Paper maps have not gone away and still provide a vital function – they give you the big picture and help you see your place in the countryside. A map on a phone is like looking at the world through a tube – you’ll get from A to B, but you won’t know where you’ve been to do it.
Cyclox has been giving a paper copy of the Oxford Cycle Map to each key worker in receipt of a donated bike for exactly this reason – we want people who are new to cycling to discover routes away from the main roads; it’s rare to find someone who knows all the shortcuts and scenic alternative routes that are shown on the map. For people that want to cycle further afield, OS maps offer much more information about the roads and the scenery.
Not convinced? Here’s an OS map test to pique your interest: do you know what a chevron on a road, or on a canal means?
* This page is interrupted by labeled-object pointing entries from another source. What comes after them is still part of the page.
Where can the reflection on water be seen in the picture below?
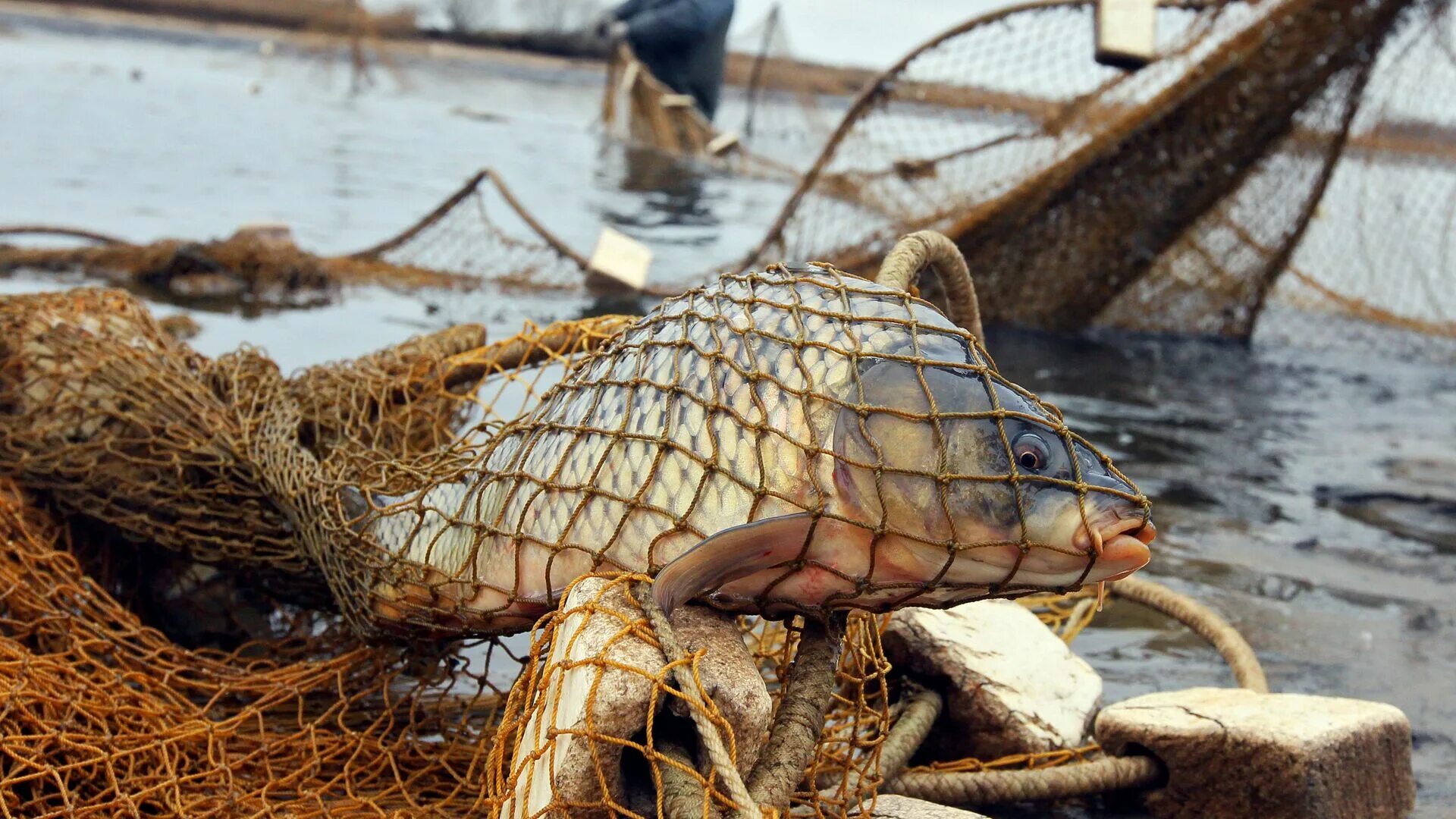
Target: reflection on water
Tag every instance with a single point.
(1305, 494)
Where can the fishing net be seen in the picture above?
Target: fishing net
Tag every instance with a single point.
(206, 496)
(255, 270)
(478, 234)
(1166, 199)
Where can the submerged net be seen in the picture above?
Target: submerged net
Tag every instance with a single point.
(481, 234)
(1168, 199)
(206, 497)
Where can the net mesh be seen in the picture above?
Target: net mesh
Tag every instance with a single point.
(1169, 199)
(481, 234)
(204, 630)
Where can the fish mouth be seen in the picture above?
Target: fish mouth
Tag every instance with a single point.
(1122, 547)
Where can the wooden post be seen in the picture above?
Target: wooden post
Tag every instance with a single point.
(1126, 33)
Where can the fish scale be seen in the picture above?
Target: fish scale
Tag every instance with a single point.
(714, 411)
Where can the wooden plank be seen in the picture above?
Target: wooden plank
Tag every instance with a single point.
(1126, 33)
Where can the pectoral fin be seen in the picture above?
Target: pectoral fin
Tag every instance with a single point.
(730, 556)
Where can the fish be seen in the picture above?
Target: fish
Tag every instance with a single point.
(777, 442)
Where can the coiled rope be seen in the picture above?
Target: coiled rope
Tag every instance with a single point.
(900, 268)
(1100, 776)
(927, 248)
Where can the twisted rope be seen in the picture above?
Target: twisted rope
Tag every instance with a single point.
(922, 248)
(708, 735)
(998, 787)
(800, 719)
(1201, 621)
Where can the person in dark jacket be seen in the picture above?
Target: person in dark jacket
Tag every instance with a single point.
(683, 42)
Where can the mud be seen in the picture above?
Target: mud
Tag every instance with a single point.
(1308, 496)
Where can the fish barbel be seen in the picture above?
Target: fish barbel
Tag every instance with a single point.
(786, 441)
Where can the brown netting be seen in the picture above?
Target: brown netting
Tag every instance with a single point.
(638, 107)
(824, 407)
(254, 270)
(484, 231)
(245, 480)
(478, 234)
(1165, 199)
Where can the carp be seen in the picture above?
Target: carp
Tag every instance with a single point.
(778, 442)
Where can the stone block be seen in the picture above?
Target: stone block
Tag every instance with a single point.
(1235, 752)
(1011, 686)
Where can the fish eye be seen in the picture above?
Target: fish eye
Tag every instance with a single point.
(1030, 452)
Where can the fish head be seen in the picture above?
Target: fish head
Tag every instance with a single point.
(976, 487)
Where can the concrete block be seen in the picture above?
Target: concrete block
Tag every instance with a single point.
(606, 681)
(1235, 752)
(1009, 686)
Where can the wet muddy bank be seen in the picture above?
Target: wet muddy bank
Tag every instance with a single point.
(1345, 589)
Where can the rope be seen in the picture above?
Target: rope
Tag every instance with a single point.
(707, 730)
(999, 787)
(921, 710)
(913, 253)
(800, 719)
(1204, 623)
(1112, 773)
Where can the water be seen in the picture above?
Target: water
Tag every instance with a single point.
(1308, 496)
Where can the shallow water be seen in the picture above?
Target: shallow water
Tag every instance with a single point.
(1308, 496)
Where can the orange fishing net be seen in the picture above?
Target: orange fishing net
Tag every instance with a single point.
(206, 497)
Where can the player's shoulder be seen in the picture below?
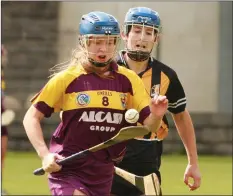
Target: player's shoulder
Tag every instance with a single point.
(166, 69)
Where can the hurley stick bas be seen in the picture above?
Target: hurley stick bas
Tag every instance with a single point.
(148, 185)
(124, 134)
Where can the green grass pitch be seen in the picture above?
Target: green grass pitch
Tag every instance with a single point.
(216, 175)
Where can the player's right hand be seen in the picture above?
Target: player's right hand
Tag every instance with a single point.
(49, 162)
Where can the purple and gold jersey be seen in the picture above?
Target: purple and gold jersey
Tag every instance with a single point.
(93, 108)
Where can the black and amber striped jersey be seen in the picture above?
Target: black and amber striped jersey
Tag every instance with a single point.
(161, 79)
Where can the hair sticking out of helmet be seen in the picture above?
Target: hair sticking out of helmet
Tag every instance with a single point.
(99, 37)
(144, 23)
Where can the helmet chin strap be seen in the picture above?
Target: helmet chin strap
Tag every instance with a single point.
(97, 64)
(138, 56)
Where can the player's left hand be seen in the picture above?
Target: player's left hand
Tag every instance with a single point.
(159, 105)
(192, 171)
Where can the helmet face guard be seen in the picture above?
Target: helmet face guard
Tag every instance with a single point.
(144, 25)
(100, 49)
(99, 37)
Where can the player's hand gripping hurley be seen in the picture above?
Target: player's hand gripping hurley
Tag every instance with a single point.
(123, 135)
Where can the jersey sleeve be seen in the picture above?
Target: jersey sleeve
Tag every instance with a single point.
(49, 99)
(176, 96)
(140, 99)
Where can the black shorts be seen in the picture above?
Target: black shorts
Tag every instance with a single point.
(121, 187)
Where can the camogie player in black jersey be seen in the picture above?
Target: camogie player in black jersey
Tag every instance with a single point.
(143, 155)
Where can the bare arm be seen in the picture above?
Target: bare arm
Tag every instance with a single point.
(158, 108)
(153, 123)
(34, 132)
(185, 129)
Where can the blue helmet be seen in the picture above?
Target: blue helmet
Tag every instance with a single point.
(98, 23)
(142, 15)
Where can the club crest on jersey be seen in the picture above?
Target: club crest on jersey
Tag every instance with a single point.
(155, 90)
(83, 99)
(123, 98)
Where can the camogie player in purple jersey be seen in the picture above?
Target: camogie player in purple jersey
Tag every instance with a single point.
(93, 93)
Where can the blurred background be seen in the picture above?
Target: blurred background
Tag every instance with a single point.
(196, 42)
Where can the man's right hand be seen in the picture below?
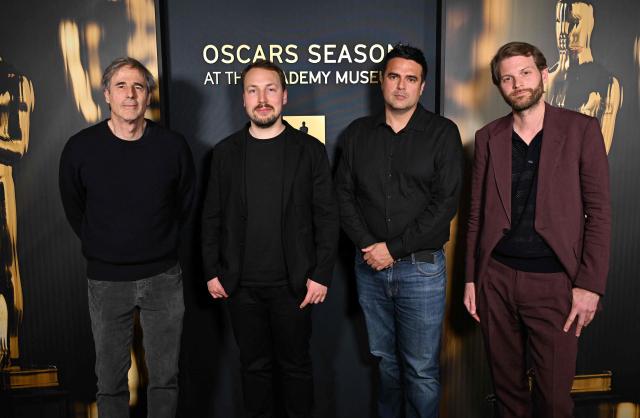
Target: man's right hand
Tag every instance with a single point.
(470, 300)
(215, 289)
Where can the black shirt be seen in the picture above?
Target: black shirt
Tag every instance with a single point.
(263, 262)
(126, 200)
(522, 248)
(401, 188)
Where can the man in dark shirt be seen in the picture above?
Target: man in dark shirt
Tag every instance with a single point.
(538, 237)
(398, 185)
(269, 237)
(127, 186)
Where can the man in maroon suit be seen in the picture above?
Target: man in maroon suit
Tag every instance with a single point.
(538, 237)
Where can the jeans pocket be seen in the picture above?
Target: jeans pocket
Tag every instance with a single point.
(430, 269)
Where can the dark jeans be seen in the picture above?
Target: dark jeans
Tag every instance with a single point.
(403, 308)
(519, 309)
(160, 302)
(272, 332)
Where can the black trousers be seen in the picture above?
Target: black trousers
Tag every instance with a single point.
(273, 335)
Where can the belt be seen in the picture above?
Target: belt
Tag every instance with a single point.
(426, 256)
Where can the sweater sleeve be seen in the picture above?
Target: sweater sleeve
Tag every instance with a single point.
(186, 183)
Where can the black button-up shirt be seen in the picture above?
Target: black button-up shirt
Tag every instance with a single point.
(401, 188)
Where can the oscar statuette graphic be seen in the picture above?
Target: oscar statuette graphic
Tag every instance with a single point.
(577, 81)
(17, 100)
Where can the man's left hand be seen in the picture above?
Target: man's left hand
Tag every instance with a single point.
(315, 293)
(583, 307)
(377, 256)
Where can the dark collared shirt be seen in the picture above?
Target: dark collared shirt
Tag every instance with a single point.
(401, 188)
(522, 248)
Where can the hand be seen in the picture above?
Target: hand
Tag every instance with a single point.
(470, 300)
(583, 306)
(215, 289)
(377, 256)
(316, 293)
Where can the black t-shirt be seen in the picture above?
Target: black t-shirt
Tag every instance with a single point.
(263, 263)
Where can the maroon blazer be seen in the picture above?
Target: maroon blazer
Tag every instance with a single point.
(573, 211)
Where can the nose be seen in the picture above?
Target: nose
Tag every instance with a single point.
(517, 82)
(401, 83)
(262, 96)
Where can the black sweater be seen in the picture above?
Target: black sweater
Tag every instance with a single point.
(126, 200)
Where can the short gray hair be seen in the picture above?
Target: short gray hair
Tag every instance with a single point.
(127, 62)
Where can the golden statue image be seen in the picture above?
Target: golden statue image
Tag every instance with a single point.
(576, 81)
(16, 104)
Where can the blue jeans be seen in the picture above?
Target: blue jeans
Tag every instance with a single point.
(159, 300)
(403, 309)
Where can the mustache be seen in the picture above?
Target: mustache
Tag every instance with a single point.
(517, 92)
(263, 106)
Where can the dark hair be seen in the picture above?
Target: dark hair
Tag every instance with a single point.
(127, 62)
(266, 65)
(514, 49)
(407, 52)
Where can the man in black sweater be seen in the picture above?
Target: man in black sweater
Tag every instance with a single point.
(269, 238)
(127, 186)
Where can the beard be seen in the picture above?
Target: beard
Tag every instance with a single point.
(524, 103)
(266, 121)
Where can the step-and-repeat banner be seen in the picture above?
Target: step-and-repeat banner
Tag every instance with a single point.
(51, 59)
(330, 52)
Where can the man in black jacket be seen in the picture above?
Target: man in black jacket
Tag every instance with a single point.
(269, 237)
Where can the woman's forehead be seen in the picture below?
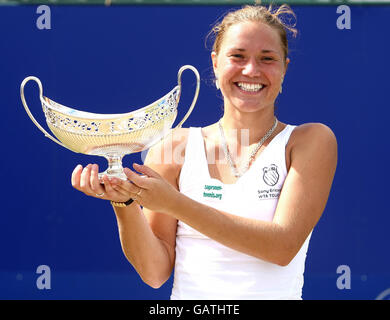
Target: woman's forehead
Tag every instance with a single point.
(248, 35)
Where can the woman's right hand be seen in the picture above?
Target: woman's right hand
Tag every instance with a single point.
(87, 181)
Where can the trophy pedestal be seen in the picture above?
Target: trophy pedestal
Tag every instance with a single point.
(114, 169)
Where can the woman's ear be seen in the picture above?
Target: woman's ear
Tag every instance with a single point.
(214, 61)
(286, 65)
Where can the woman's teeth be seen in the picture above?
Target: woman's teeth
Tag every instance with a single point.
(252, 87)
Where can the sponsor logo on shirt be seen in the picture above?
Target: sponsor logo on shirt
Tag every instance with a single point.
(270, 178)
(208, 192)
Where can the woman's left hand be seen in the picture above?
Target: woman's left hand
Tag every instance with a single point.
(154, 193)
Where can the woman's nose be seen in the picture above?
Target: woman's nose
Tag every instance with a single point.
(251, 69)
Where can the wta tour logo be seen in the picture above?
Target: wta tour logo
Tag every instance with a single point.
(271, 175)
(271, 178)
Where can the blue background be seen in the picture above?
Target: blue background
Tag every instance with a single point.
(117, 59)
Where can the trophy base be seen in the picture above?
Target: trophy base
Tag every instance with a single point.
(114, 170)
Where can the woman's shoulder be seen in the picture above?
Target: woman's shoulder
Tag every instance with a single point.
(312, 138)
(170, 150)
(313, 132)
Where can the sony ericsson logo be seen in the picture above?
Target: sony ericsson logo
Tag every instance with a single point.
(271, 175)
(270, 178)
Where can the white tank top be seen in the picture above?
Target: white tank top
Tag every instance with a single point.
(206, 269)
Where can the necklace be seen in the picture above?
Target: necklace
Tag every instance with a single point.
(233, 168)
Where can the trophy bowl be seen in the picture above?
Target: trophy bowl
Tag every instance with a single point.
(111, 135)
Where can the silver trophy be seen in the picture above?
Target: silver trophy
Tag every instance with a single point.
(111, 135)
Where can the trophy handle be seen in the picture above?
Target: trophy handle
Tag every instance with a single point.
(47, 135)
(196, 91)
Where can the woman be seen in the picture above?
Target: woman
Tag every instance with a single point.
(237, 225)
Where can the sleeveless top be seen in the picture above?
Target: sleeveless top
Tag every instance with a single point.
(206, 269)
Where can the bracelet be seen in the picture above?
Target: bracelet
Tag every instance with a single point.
(122, 204)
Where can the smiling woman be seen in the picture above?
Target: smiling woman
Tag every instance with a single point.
(236, 226)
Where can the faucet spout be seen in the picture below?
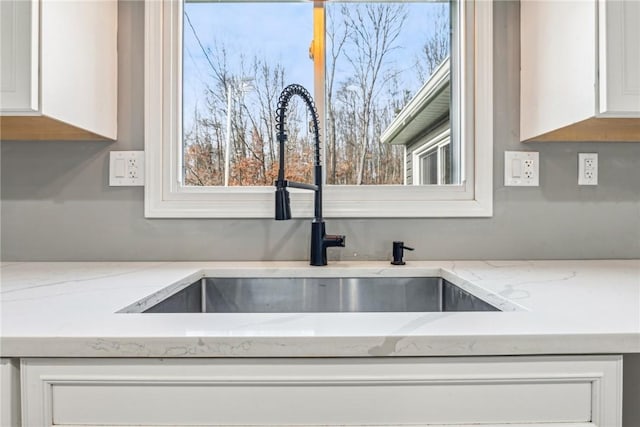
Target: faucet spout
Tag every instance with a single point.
(320, 241)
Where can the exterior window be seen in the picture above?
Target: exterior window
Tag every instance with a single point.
(383, 74)
(372, 58)
(431, 160)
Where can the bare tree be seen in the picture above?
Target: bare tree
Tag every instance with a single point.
(373, 31)
(437, 46)
(337, 33)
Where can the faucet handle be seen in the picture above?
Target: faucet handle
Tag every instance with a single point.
(398, 252)
(334, 240)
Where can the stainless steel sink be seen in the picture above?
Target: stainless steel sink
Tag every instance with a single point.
(320, 295)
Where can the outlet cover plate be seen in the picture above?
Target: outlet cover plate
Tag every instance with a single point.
(587, 168)
(521, 168)
(126, 168)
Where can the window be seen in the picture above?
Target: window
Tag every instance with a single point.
(431, 161)
(188, 177)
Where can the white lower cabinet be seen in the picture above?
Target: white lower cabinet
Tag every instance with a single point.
(9, 392)
(567, 391)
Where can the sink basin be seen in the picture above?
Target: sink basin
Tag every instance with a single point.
(319, 295)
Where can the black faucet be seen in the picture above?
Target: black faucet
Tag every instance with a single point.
(320, 241)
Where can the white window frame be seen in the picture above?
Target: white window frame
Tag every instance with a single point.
(165, 197)
(435, 143)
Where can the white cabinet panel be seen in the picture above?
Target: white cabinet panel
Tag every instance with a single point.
(620, 58)
(9, 393)
(59, 64)
(19, 55)
(575, 391)
(580, 70)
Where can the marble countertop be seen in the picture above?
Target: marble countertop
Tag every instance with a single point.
(551, 307)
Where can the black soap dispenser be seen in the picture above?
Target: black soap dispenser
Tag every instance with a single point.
(398, 253)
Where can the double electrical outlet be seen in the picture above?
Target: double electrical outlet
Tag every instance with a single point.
(521, 168)
(587, 168)
(126, 168)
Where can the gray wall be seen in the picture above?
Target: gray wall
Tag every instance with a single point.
(56, 204)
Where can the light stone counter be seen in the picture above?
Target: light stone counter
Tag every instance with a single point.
(552, 307)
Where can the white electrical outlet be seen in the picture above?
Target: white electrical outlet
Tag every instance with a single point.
(521, 168)
(126, 168)
(587, 168)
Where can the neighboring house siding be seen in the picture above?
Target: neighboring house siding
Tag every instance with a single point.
(419, 142)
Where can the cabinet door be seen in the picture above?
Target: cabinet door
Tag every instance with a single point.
(496, 391)
(19, 55)
(619, 27)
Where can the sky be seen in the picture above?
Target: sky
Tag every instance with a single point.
(279, 32)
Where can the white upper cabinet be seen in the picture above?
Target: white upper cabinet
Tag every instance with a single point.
(59, 69)
(580, 70)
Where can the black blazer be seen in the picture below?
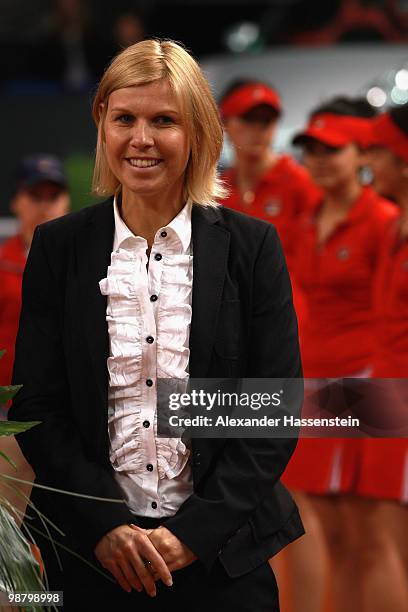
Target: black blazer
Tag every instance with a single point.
(243, 324)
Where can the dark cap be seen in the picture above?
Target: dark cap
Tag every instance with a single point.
(40, 168)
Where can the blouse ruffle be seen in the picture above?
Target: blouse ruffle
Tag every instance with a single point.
(128, 293)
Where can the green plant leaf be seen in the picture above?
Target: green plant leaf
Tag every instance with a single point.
(9, 428)
(19, 571)
(10, 461)
(8, 392)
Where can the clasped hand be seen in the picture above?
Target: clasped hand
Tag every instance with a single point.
(137, 557)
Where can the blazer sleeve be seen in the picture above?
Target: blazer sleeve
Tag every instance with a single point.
(248, 468)
(54, 448)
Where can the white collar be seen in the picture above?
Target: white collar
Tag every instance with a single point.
(180, 226)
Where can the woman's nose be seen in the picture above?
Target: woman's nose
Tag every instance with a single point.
(142, 135)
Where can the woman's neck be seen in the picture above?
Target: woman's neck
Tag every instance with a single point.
(145, 215)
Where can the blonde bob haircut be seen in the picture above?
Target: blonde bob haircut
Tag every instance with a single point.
(148, 61)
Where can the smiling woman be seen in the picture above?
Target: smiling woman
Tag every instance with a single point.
(156, 282)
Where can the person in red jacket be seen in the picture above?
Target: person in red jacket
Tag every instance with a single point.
(263, 183)
(41, 194)
(335, 263)
(380, 506)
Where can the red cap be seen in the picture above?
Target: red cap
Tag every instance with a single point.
(247, 97)
(337, 130)
(385, 133)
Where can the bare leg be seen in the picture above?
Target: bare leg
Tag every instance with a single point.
(367, 569)
(305, 564)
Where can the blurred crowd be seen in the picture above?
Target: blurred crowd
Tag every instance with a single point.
(342, 217)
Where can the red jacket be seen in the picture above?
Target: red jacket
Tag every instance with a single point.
(282, 194)
(12, 261)
(391, 308)
(337, 280)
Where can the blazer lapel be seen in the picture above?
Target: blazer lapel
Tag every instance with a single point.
(210, 256)
(95, 247)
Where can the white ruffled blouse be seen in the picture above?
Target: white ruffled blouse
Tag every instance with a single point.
(149, 316)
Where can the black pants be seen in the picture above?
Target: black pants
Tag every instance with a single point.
(193, 590)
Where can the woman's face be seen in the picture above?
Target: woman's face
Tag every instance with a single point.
(146, 140)
(388, 171)
(251, 134)
(331, 168)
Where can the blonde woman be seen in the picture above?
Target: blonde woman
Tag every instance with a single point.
(155, 282)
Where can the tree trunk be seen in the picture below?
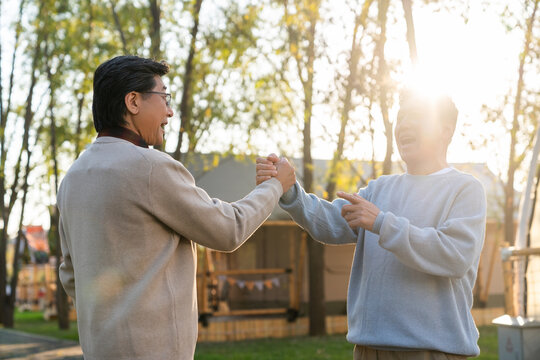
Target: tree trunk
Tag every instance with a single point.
(155, 30)
(5, 311)
(119, 27)
(512, 161)
(513, 164)
(317, 308)
(186, 101)
(155, 40)
(62, 305)
(383, 88)
(347, 102)
(411, 37)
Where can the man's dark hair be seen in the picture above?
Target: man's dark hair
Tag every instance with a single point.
(441, 107)
(114, 79)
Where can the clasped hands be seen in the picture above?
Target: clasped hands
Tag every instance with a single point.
(359, 213)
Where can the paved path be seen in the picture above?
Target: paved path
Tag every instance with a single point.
(24, 346)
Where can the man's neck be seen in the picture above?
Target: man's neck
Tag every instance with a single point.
(426, 168)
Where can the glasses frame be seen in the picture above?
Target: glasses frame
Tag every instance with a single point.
(167, 98)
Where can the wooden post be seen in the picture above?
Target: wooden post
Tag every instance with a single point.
(293, 296)
(485, 295)
(301, 266)
(204, 281)
(508, 274)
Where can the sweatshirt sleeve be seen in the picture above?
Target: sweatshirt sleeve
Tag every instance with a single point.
(320, 218)
(66, 272)
(189, 211)
(449, 249)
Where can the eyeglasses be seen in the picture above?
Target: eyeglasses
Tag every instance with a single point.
(167, 96)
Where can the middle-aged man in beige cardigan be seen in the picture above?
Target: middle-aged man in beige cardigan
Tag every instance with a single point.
(130, 219)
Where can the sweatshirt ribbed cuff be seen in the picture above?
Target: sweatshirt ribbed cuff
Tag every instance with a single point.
(291, 195)
(378, 223)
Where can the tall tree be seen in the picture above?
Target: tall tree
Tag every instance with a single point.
(347, 104)
(301, 19)
(513, 160)
(6, 307)
(187, 99)
(382, 83)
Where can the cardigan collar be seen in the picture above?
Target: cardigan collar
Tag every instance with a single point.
(125, 134)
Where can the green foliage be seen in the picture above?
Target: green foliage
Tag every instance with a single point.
(34, 323)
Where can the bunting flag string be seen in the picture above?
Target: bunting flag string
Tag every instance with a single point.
(251, 284)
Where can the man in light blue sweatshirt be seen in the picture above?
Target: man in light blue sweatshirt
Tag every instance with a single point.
(418, 240)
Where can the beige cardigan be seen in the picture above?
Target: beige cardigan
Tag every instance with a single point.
(126, 213)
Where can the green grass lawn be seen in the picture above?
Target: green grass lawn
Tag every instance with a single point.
(311, 348)
(33, 322)
(297, 348)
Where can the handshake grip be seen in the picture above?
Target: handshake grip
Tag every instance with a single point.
(273, 166)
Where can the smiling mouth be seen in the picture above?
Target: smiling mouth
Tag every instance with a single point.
(407, 140)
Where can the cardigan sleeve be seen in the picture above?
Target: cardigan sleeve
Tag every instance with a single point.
(188, 210)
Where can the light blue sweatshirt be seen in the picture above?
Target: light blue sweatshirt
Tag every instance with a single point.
(412, 277)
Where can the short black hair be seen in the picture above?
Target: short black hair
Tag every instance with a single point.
(440, 106)
(114, 79)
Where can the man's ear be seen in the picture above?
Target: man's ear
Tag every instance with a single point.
(132, 100)
(448, 132)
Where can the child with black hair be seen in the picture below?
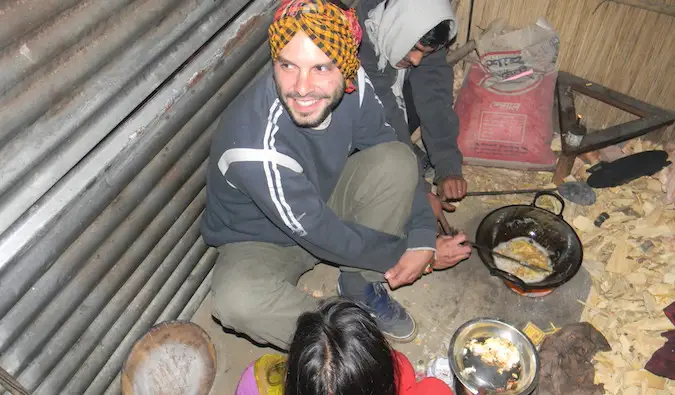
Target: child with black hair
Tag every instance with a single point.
(338, 350)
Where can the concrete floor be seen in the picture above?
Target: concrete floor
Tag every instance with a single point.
(440, 303)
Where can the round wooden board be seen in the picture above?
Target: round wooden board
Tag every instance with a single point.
(172, 358)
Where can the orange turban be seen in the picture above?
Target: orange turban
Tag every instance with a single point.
(336, 32)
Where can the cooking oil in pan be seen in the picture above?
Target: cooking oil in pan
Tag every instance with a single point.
(527, 250)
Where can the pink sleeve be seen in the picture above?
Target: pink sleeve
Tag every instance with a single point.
(407, 385)
(432, 386)
(247, 384)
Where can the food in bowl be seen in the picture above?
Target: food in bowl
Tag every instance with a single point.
(496, 355)
(473, 373)
(526, 250)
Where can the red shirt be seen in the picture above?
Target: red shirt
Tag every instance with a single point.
(409, 386)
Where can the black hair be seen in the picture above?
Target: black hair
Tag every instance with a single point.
(339, 350)
(437, 37)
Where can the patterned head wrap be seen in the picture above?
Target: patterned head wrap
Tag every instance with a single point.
(336, 32)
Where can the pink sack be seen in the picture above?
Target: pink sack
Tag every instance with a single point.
(507, 124)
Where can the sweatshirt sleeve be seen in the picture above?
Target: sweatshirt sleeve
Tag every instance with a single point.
(285, 195)
(431, 84)
(374, 129)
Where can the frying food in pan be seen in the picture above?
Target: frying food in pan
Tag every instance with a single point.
(527, 250)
A dashed line along the edge of a road? The difference between grey and blue colouring of a river? (The answers are: chevron on a road means a steep hill, the chevron pointing down the slope; on a canal it means a lock, with the point going uphill; a dotted line means the road is unfenced; river colour is grey to indicate where it is tidal.)
Why am I telling you this? I want all cyclists to feel at home with maps. It’s true that Google will show you a route, and tell you all the shops nearby, but what about the Neolithic forts, the woodland, level crossings, sewage treatment plants, viewpoints, and even watercress farms? You might use a map to get you from A to B, but you can also use maps to make your journey far more interesting.